Photo by Bill Stokes
By Bill Stokes
Kickass, the doorstop dog, reports that the keeper will be talking about his novel “Margaret’s War,” today before the residents of Vista West where he and Phyllis live. It promises to be a tough crowd, including such luminaries as Ted Tibbits who guided the UW project of growing potatoes in space.
The keeper will revive his book-promotion performance of several summers ago when he and Phyllis travelled to libraries all over the state to tell the “Margaret’s War” story that is based on how thousands of German POWs were suddenly face-to-face with the civilian families of the American soldiers they had just been killing.
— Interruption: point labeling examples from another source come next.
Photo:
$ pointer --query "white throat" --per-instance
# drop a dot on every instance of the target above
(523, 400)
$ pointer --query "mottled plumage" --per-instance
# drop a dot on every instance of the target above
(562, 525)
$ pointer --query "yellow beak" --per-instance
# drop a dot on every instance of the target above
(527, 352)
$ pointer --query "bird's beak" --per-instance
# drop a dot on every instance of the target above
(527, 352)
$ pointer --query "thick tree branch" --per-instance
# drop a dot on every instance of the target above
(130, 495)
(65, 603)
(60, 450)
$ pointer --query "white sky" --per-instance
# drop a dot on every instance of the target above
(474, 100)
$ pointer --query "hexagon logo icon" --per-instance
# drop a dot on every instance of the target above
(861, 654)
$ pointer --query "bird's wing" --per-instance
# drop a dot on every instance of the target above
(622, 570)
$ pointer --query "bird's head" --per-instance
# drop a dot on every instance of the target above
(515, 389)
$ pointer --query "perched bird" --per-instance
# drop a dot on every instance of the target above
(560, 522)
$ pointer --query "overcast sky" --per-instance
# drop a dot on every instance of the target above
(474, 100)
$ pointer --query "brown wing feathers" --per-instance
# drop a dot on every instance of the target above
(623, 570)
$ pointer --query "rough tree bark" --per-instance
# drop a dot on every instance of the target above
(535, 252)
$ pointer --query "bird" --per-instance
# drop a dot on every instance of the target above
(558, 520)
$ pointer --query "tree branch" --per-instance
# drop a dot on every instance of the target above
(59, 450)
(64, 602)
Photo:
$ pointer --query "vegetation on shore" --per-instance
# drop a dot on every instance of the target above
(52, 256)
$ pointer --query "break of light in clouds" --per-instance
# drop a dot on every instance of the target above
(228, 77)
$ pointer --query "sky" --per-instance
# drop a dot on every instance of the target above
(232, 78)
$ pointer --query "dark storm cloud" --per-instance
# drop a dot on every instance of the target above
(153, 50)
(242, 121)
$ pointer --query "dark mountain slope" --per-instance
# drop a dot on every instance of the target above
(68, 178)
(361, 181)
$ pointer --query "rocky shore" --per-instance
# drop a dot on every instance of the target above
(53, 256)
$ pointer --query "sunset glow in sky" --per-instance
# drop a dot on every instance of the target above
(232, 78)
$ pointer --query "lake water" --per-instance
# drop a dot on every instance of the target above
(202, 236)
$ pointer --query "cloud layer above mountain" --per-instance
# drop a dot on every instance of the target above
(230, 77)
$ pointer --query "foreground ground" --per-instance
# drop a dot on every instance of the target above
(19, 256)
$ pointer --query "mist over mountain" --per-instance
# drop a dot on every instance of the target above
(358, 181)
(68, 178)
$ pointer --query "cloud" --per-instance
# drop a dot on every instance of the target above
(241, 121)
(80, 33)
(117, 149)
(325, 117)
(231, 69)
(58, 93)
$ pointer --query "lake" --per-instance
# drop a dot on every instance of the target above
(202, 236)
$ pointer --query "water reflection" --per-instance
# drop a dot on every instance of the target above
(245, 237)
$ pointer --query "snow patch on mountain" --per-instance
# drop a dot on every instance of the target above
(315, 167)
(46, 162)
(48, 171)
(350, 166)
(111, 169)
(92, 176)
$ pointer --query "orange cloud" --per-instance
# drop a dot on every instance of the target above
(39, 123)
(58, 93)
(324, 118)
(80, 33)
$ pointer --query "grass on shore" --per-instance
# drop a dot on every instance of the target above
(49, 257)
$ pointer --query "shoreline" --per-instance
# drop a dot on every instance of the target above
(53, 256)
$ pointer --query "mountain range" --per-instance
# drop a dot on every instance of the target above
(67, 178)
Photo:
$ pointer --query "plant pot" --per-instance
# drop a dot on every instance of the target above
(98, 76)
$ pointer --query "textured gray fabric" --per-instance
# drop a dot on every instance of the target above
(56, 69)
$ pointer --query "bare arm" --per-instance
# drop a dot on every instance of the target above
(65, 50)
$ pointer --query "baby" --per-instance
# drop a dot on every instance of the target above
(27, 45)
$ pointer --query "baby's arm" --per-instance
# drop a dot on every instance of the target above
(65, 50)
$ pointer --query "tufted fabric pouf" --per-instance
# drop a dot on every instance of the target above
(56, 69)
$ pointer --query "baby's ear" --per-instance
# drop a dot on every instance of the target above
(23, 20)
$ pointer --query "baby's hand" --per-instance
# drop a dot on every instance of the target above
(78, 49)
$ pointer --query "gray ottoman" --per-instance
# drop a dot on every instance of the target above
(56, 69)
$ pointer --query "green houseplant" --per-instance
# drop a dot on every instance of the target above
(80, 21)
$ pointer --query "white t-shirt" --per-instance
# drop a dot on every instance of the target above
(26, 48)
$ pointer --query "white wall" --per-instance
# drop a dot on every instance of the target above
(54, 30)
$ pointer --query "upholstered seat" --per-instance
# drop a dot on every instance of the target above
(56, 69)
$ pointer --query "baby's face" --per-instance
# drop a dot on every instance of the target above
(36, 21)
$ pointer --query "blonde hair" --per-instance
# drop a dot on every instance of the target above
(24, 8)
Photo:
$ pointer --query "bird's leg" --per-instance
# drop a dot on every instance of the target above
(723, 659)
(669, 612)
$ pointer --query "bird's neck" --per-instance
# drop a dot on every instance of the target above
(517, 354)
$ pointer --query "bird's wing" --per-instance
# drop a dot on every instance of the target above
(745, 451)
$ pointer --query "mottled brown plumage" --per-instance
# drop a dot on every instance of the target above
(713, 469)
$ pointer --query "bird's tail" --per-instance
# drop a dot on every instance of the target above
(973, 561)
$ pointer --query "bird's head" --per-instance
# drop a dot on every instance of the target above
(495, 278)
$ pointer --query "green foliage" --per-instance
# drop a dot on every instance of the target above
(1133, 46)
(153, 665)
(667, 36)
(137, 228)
There were a half-million POWs in the US at the end of WW II, most of them German, and they occupied 38 seasonal camps in Wisconsin communities. One of those communities was Barron where the keeper was born and raised. He has faint memories of the POWs, and of being secretly in love with his Aunt Margaret as she struggled with separation from her young soldier husband who was with the Infantry in Europe.
It took him 50 years or so to do it, but the keeper finally made a novel out of it, and while it got some good reviews, it suffered the fate of most novels from small publishers; and has been relegated to the author’s basement shelves. He will put a copy in your hands if you order one through billstokesauthor.com at the bargain price of $15 plus postage of $4. (That price may not hold once the “Margaret’s War” movie is out.)